Nous sommes intervenus sur le respect des moyens dûs à l'opposition municipale. Cela fait deux mois que la nouvelle municipalité a été installée. Cependant Mme Menhaouara tout à son bonheur de recevoir cet été deux ministres macronistes n'a pas trouvé le temps de faire en sorte que les droits de l'opposition soient respectés et de leur donner les moyens légaux nécessaires : locaux, outils de travail, etc. Dominique Lesparre s'est donc permis de lui rappeler ses obligations, à l'occasion d'une délibération sur les droits à la formation des élus. A sa suite, j'ai resitué cette situation dans une ambiance plus générale constatée depuis les deux premiers conseils municipaux : la démocratie locale chez Mme Menhaouara c'est surtout pour faire des effets de manche, rarement pour être traduit en actes.
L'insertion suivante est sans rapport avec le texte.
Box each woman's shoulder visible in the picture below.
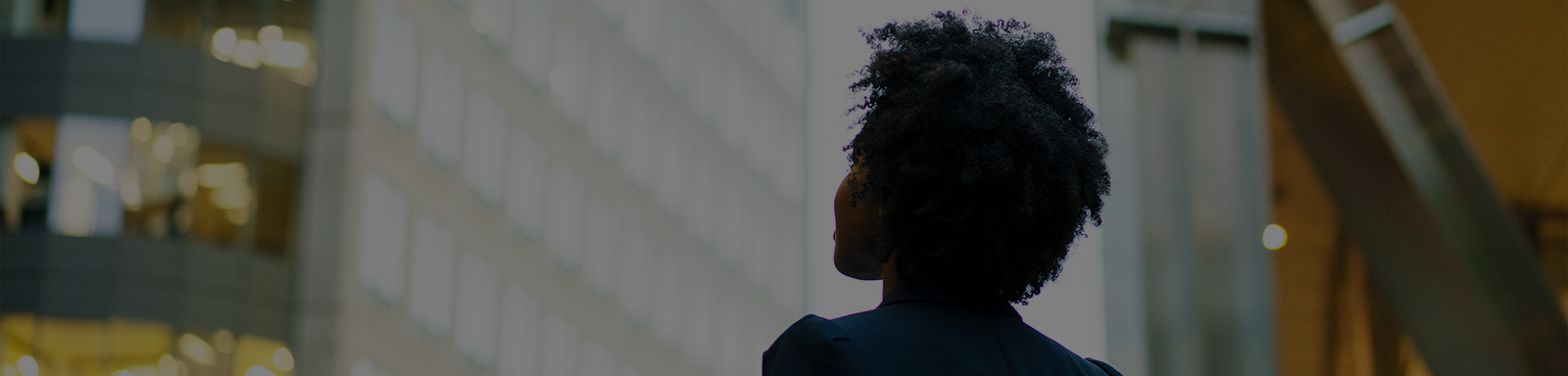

Nous étions ensuite appelés à nous prononcer sur les noms des rues du Cœur de Ville, projet phare pour Bezons que nous avons porté jusqu'au bout. La décision de donner à ses rues les noms de cinq Femmes ayant fait progresser la Cause des Femmes avait été prise par l'équipe de Dominique Lesparre qui l'avait fait accepter par les aménageurs et les promoteurs ; il s'agissait de Simone Veil, Gisèle Halimi, Olympe de Gouges, Simone de Beauvoir et Frida Kahlo. Evidemment, la nouvelle maire de Bezons ne pouvait supporter de maintenir totalement une décision prise par l'équipe précédente, elle a donc choisi de supprimer les deux dernières pourtant emblématiques du combat pour l'égalité réelle entre Femmes et Hommes, combat qui reste d'actualité au regard notamment des graves inégalités sociales et économiques (notamment) structurelles qui persistent dans notre pays. Il est à ce titre regrettable que Monsieur Marc Roullier, représentant le parti LR au sein du conseil municipal, est tenu à ce sujet un discours relativement rétrograde, niant l'existence de ces inégalités. Comment séparer au demeurant Gisèle Halimi et Simone de Beauvoir, lorsque l'on sait le combat commun qu'elles ont mené ensemble non seulement pour le droit à l'avortement, mais aussi contre la torture en Algérie et pour l'indépendance de l'Algérie et de la Tunisie ? Mais il y a fort à parier que Mme Menhaouara n'en avait pas connaissance. La nouvelle municipalité a donc choisi de remplacer Simone de Beauvoir et Frida Kahlo par Camille Claudel (qui malgré son oeuvre particulièrement remarquable n'est pas représentative du combat nécessaire pour l'égalité entre Femmes et Hommes) et Katherine Johnson, qui participe plus de ce mouvement au regard de son apport essentiel à la place des Femmes dans la Sciences et la conquête spatiale, à l'égalité des droits entre les sexes mais également au combat pour les droits civiques des noirs américains. Nous avons pris acte de ces modifications et voté pour ses cinq noms de rue, considérant qu'il était indispensable de rééquilibrer enfin dans l'espace public bezonnais la place des femmes et des hommes. Cependant nous regrettons que cette démarche ait été gâché par le fait que Mme Menhaouara considère ce débat comme "un petit sujet" et ait souhaité opérer des modifications purement politiciennes à ce qui avait été envisagé.

Mme Menhaouara s'était permise dans les débats un mépris affligeant à l'égard des élus de l'opposition, qui ne pouvaient pas prétendre obtenir de représentants pour y servir les intérêts de la commune, affirmant crânement que nous nous désintéressions de ces sujets. Nadia Aouchiche puis moi-même l'avons rappelé à l'ordre avec calme et sérieux. La démocratie locale pour la nouvelle municipalité, ce sont des discours jamais des actes. Ils ont choisi de ne pas tenir compte que les oppositions représentaient deux fois de suffrages exprimés par les Bezonnais que leur liste.